Muricy destaca que as chamadas pragas da agricultura são, na verdade, a resposta da natureza desequilibrada pelo modelo de produção baseado na monocultura banhada em agroquímicos, que resiste. "Como disse a grande agrônoma Ana Primavesi, os agrotóxicos são os criadores de pragas". Para o agrônomo, o momento agora é de trabalhar para ampliar esse tempo para aprofundar o debate com a sociedade nos estados.

Também integrante do Fórum Nacional de Combate aos Impactos dos Agrotóxicos e Transgênicos, o advogado Cleber Adriano Rodrigues Folgado entende que a sociedade civil está organizada. "Conseguir adiar a votação demonstra que a sociedade não vai aceitar que se coloque de goela abaixo o Pacote do Veneno.

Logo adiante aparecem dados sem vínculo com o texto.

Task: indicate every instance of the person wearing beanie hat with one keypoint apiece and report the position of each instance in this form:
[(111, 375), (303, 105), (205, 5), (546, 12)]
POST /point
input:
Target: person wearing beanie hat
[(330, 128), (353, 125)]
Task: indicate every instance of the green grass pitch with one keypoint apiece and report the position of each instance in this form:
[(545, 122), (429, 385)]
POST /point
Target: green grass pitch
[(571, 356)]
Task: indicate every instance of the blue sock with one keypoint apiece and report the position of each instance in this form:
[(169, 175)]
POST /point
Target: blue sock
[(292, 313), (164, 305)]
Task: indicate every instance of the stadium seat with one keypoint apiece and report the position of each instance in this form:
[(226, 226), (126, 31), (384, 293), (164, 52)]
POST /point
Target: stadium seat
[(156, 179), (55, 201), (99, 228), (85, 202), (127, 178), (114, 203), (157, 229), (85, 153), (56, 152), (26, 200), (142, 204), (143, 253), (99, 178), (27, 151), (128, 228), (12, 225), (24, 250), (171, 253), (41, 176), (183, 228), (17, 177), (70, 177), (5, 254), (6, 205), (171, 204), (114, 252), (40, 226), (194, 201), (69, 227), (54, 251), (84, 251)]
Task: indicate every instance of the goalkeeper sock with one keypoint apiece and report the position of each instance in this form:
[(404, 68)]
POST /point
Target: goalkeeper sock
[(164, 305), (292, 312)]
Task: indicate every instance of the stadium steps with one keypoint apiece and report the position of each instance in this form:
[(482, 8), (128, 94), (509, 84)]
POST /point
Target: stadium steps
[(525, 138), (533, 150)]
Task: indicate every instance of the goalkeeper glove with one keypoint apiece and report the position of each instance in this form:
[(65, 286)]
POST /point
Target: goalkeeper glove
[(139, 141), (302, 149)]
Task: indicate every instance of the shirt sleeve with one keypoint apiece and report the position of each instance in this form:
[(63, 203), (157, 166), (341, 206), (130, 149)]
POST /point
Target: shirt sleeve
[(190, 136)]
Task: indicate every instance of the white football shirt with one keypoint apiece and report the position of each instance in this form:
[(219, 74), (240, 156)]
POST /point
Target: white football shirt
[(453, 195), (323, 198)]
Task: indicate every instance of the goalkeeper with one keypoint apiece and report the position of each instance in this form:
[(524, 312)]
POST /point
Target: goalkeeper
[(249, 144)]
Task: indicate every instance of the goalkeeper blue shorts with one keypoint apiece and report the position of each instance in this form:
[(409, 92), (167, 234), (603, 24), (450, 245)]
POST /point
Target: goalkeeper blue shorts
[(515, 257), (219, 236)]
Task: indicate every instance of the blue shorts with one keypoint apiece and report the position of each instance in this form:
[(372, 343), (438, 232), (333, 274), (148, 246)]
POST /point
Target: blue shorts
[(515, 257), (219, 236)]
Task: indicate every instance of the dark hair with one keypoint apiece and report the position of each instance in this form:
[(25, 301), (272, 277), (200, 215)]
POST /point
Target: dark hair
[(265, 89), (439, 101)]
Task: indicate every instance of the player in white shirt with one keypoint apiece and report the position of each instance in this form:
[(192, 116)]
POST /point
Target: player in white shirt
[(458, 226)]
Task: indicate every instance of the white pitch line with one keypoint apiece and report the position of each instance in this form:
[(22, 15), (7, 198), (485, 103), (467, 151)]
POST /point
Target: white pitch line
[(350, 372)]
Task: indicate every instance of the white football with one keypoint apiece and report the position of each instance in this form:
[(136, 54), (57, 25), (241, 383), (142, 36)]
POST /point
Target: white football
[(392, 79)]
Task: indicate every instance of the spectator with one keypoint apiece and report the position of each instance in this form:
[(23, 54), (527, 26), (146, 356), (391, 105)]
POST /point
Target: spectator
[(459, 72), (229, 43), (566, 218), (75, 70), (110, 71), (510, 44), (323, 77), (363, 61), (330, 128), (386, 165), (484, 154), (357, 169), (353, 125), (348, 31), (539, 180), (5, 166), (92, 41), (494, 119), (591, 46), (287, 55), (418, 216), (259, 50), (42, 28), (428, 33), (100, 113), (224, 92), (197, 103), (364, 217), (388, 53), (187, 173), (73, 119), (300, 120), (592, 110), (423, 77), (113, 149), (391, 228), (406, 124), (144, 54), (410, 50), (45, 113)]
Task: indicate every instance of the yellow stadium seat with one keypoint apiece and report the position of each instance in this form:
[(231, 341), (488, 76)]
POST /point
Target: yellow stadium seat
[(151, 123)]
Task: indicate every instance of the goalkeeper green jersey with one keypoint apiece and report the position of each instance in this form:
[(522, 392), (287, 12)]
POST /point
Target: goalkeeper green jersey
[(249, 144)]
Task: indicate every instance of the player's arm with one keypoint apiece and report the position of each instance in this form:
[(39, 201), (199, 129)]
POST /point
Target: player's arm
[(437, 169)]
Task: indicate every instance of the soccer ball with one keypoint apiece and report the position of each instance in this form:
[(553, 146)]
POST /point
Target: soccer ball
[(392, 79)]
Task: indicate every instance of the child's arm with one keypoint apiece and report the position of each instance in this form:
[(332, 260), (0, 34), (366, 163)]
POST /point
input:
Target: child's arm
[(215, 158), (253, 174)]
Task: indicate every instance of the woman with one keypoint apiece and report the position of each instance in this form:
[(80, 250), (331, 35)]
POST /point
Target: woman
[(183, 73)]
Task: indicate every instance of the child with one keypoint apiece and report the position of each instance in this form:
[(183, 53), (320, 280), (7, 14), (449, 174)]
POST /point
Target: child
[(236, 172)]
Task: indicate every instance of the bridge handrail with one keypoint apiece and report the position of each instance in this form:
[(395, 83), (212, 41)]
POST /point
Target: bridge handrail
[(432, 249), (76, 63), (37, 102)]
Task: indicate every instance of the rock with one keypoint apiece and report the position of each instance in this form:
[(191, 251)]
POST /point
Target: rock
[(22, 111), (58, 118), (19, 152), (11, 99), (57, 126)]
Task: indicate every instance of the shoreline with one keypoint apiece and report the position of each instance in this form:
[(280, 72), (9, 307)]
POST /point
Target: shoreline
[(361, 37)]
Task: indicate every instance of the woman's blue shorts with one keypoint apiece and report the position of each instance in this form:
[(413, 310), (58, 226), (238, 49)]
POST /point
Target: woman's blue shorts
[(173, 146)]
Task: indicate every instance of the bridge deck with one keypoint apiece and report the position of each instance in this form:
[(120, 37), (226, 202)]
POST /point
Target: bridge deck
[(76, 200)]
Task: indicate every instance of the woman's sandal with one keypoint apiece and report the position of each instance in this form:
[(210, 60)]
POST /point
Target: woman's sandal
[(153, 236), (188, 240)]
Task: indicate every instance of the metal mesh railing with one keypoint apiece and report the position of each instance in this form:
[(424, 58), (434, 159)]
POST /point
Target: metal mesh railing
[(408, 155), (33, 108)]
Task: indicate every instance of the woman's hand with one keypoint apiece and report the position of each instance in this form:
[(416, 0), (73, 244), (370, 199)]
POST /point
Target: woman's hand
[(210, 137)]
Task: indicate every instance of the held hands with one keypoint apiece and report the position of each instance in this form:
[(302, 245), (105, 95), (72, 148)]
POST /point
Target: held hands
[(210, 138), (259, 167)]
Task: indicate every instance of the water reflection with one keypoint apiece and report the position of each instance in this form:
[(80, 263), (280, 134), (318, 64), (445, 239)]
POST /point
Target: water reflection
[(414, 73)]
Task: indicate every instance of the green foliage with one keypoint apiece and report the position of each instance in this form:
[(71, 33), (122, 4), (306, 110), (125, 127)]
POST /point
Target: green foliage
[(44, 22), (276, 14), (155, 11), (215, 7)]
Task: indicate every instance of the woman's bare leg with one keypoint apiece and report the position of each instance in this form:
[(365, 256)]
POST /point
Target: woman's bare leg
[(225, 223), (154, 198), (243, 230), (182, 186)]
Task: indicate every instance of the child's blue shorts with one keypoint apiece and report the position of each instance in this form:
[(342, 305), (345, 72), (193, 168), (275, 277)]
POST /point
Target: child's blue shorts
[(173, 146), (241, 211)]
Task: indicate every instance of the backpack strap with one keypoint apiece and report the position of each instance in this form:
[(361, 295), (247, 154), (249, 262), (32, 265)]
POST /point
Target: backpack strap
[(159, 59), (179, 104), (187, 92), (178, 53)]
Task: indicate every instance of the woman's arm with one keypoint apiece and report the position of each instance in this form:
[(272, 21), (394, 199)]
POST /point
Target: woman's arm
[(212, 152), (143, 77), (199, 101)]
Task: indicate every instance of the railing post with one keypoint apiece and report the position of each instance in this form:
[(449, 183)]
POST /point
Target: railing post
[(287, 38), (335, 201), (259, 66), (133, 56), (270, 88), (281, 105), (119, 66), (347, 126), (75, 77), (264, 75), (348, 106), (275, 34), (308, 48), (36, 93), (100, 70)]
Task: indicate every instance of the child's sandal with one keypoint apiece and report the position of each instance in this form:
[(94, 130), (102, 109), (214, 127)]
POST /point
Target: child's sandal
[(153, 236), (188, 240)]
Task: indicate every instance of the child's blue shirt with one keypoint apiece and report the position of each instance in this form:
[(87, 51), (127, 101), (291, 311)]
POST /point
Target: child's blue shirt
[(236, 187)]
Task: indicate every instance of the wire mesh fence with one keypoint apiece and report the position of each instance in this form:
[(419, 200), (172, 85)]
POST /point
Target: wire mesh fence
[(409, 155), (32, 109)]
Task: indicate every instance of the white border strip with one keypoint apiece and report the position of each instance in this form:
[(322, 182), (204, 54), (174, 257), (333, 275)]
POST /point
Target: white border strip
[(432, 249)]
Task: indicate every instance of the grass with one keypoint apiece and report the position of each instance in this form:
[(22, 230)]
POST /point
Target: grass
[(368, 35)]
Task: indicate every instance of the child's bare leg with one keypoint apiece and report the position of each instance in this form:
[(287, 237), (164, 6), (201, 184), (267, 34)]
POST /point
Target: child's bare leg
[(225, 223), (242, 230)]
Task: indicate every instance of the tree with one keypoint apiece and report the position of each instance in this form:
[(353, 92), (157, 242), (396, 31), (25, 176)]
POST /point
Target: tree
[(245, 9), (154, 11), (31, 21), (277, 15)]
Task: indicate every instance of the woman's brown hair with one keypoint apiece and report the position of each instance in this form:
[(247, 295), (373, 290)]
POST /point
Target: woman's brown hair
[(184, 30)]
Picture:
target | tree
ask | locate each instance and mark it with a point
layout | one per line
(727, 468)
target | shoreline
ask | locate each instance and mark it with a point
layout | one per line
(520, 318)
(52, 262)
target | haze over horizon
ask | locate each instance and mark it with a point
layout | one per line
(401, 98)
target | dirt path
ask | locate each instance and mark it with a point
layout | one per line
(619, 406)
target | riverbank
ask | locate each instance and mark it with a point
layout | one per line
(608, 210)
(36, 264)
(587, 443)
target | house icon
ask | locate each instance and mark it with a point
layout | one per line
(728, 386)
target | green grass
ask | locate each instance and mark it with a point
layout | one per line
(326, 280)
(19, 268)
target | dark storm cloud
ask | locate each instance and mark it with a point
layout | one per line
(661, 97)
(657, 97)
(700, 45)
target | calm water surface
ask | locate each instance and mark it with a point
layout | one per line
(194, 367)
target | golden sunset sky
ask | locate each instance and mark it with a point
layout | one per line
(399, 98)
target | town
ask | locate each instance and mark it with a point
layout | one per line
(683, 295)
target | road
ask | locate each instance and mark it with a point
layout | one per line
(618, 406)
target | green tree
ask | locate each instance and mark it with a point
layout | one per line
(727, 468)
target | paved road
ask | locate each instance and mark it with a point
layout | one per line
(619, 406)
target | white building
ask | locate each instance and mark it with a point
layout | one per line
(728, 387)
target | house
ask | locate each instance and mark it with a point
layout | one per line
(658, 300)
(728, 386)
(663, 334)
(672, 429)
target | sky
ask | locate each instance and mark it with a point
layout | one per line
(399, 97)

O desmonte da Lei de agrotóxicos afeta toda a sociedade, pois tais produtos são um enorme problema de saúde pública e socioambiental".

Ele afirma que será grande a mobilização para barrar o Pacote e para pressionar o avanço da Política Nacional de Redução de Agrotóxicos, que representa o "Pacote Pela Alimentação Saudável e Pela Vida".

"A mobilização da sociedade, até agora, foi o elemento fundamental, juntamente com a bancada dos deputados comprometidos contra o Pacote do Veneno, para barrar a aprovação do texto substitutivo. Porém é preciso que a sociedade, as organizações e pessoas comprometidas com a vida possam ampliar a mobilização e principalmente denunciar na sociedade o mal que representa o desmonte da legislação de agrotóxicos. Continuaremos firmes na luta pela Vida e contra os agrotóxicos".

A deputada Tereza Cristina (PSB-MS), presidente da comissão especial e da Frente Parlamentar Mista da Agropecuária, marcou nova reunião para o próximo dia 29. O substitutivo, que volta a ser discutido dos deputados, poderá ser colocado em votação.